Si deve osservare, in effetti, che «la prima forma di procreazione, “tradizionale” e più diffusa, è tuttora determinata, essenzialmente, in base al criterio del dato biologico-genetico (con peculiare rilevanza, quindi, della gestazione e del parto), ciò sia con riferimento all’accertamento che alla rimozione; il dato volontaristico è, evidentemente, del tutto marginale».

«Accanto alla genitorialità naturale si pone però quella da p.m.a., che implica l’intervento di un terzo, il medico, e che può prescindere del tutto dal legame genetico del figlio con la coppia richiedente; la p.m.a. eterologa, infatti, può essere anche doppia, ovvero totale (in quanto sia il gamete maschile che quello femminile sono estranei alla coppia richiedente); vi è quindi un almeno tendenziale disallineamento (come del resto per l’adozione) tra dato genetico e stato di filiazione».

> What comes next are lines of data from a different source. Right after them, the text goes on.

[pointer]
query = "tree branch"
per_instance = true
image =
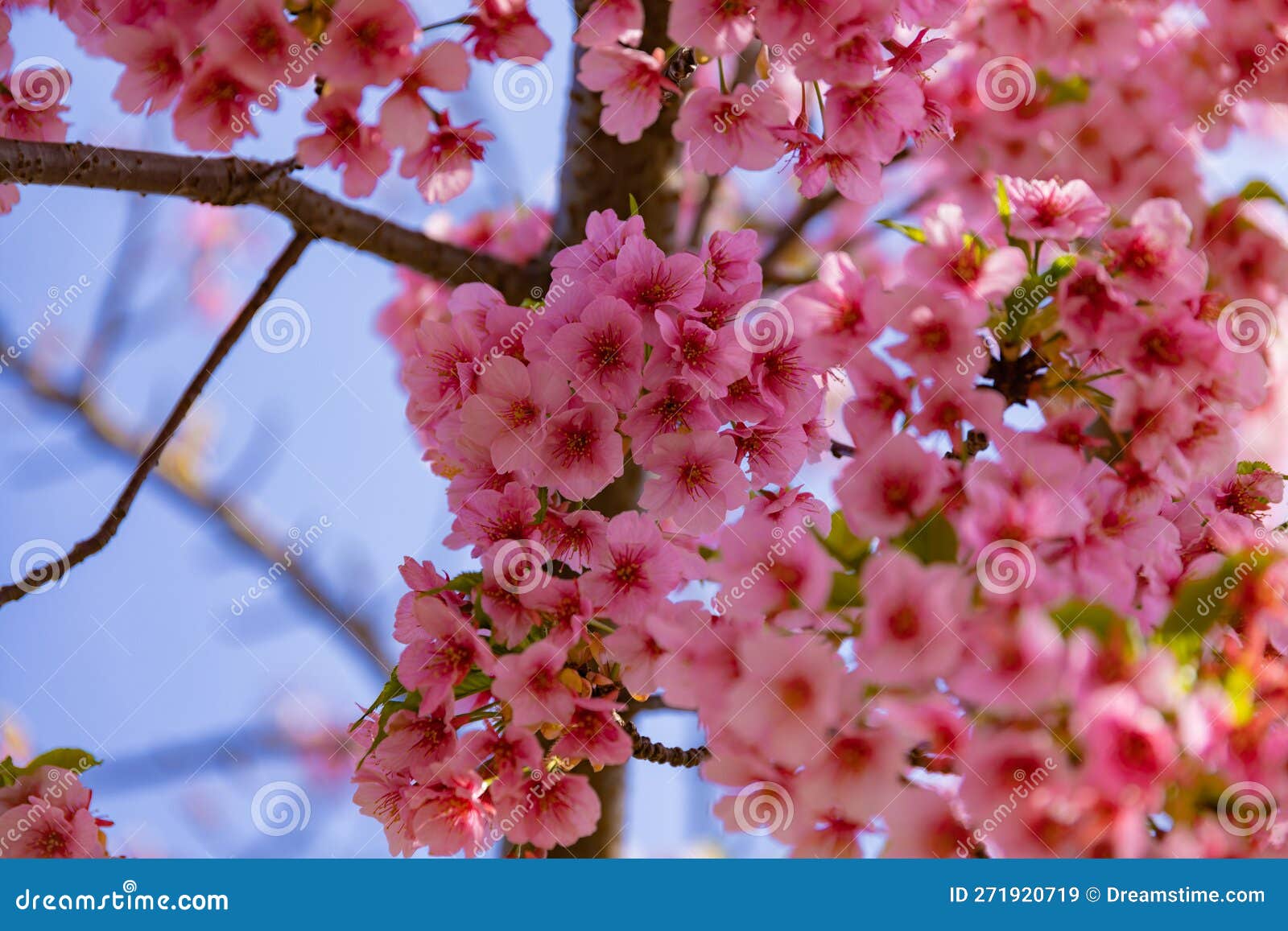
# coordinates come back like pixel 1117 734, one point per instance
pixel 231 182
pixel 601 173
pixel 210 504
pixel 52 572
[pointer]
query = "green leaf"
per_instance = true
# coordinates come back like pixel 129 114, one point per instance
pixel 474 682
pixel 931 540
pixel 1261 191
pixel 544 497
pixel 1072 89
pixel 64 757
pixel 1201 603
pixel 1241 686
pixel 845 591
pixel 1095 617
pixel 465 583
pixel 844 545
pixel 911 232
pixel 393 688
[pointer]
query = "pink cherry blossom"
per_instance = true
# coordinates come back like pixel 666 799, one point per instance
pixel 731 130
pixel 609 23
pixel 345 143
pixel 631 83
pixel 697 480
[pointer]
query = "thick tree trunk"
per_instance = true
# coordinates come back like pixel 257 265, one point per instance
pixel 601 173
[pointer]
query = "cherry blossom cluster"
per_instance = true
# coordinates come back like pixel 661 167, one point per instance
pixel 221 64
pixel 45 811
pixel 675 365
pixel 867 64
pixel 1041 621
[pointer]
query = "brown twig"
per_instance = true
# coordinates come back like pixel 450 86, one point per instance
pixel 52 572
pixel 209 504
pixel 231 182
pixel 643 748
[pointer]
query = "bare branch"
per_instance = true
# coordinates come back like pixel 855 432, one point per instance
pixel 209 504
pixel 231 182
pixel 52 572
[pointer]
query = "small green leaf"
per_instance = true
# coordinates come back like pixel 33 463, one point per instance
pixel 1072 89
pixel 1095 617
pixel 64 757
pixel 1261 191
pixel 911 232
pixel 845 591
pixel 465 583
pixel 393 688
pixel 474 682
pixel 1201 603
pixel 843 544
pixel 931 540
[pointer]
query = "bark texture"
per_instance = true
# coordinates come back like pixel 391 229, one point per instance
pixel 232 182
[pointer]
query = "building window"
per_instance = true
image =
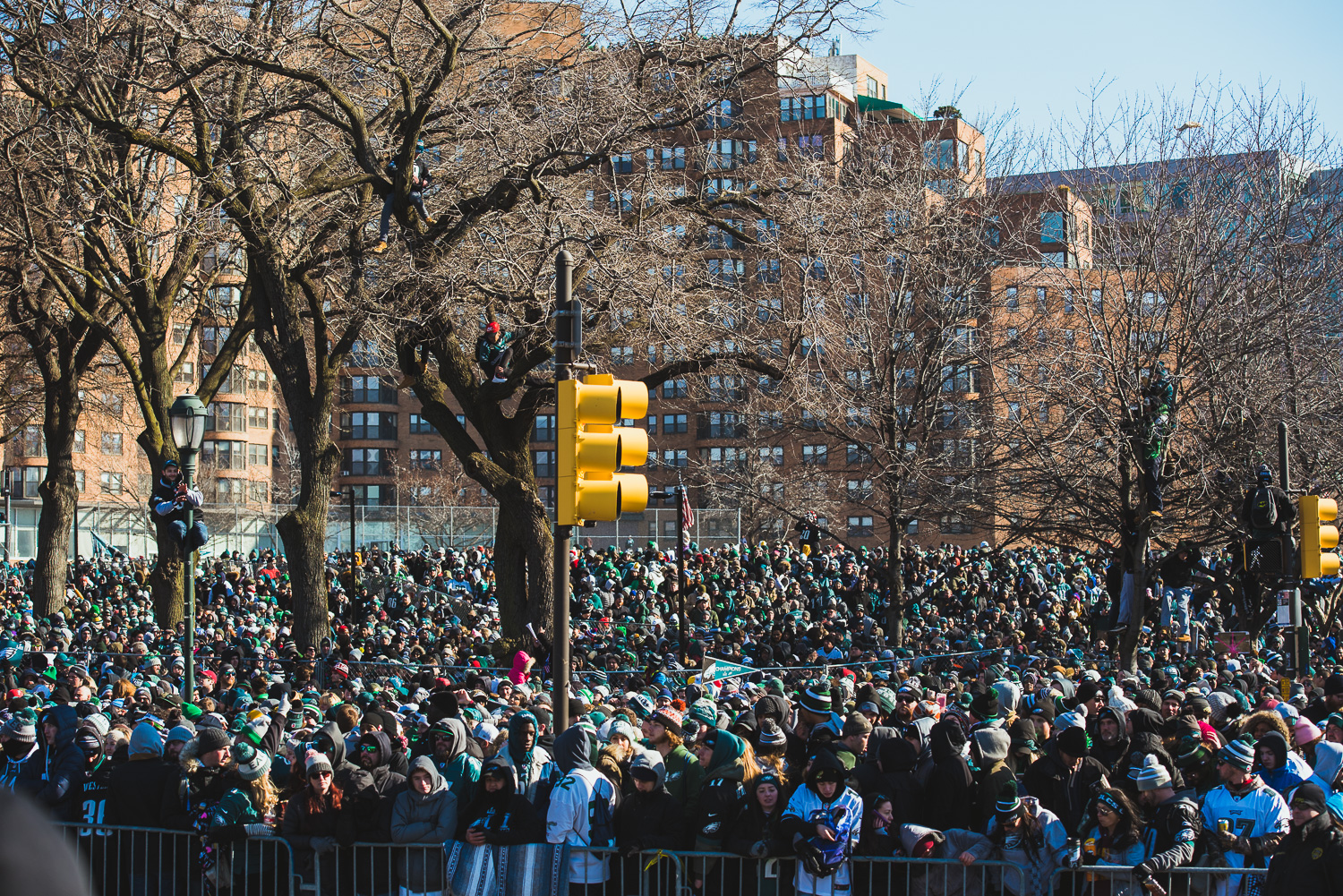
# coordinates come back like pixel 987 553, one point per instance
pixel 860 527
pixel 814 455
pixel 226 416
pixel 544 464
pixel 426 458
pixel 225 456
pixel 419 426
pixel 368 424
pixel 365 463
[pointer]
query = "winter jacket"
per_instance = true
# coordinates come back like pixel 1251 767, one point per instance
pixel 1310 860
pixel 1037 860
pixel 582 797
pixel 650 820
pixel 950 797
pixel 64 764
pixel 459 769
pixel 1063 791
pixel 504 815
pixel 950 845
pixel 423 818
pixel 376 793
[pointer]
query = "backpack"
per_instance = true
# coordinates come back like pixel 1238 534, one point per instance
pixel 601 821
pixel 1262 509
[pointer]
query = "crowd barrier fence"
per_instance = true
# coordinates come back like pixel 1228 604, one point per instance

«Tale genitorialità è insofferente – lo si è detto- all’applicazione, tout court, delle disposizioni civilistiche dettate, essenzialmente, per quella naturale». Mentre la procreazione “naturale” trova la propria regolamentazione nel codice civile, «le fondamenta normative (principali pur se non esclusive) della genitorialità da p.m.a. si rinvengono nella l. 40/04, quale “riscritta” e “costituzionalizzata” dalla giurisprudenza, specie costituzionale, in particolare negli art. 6, 8 e 9, che esprimono ormai (dopo Corte cost. 162/14) regole di portata generale per tutte le forme di p.m.a.». Qui «l’elemento volontaristico/consensuale, quindi, è assolutamente prevalente, ai fini della determinazione della filiazione da p.m.a., omologa o eterologa che sia, rispetto al mero dato della derivazione genetico-biologica, al limite anche gestazionale, che può anche mancare; tanto, beninteso, anche con riferimento all’acquisizione degli status».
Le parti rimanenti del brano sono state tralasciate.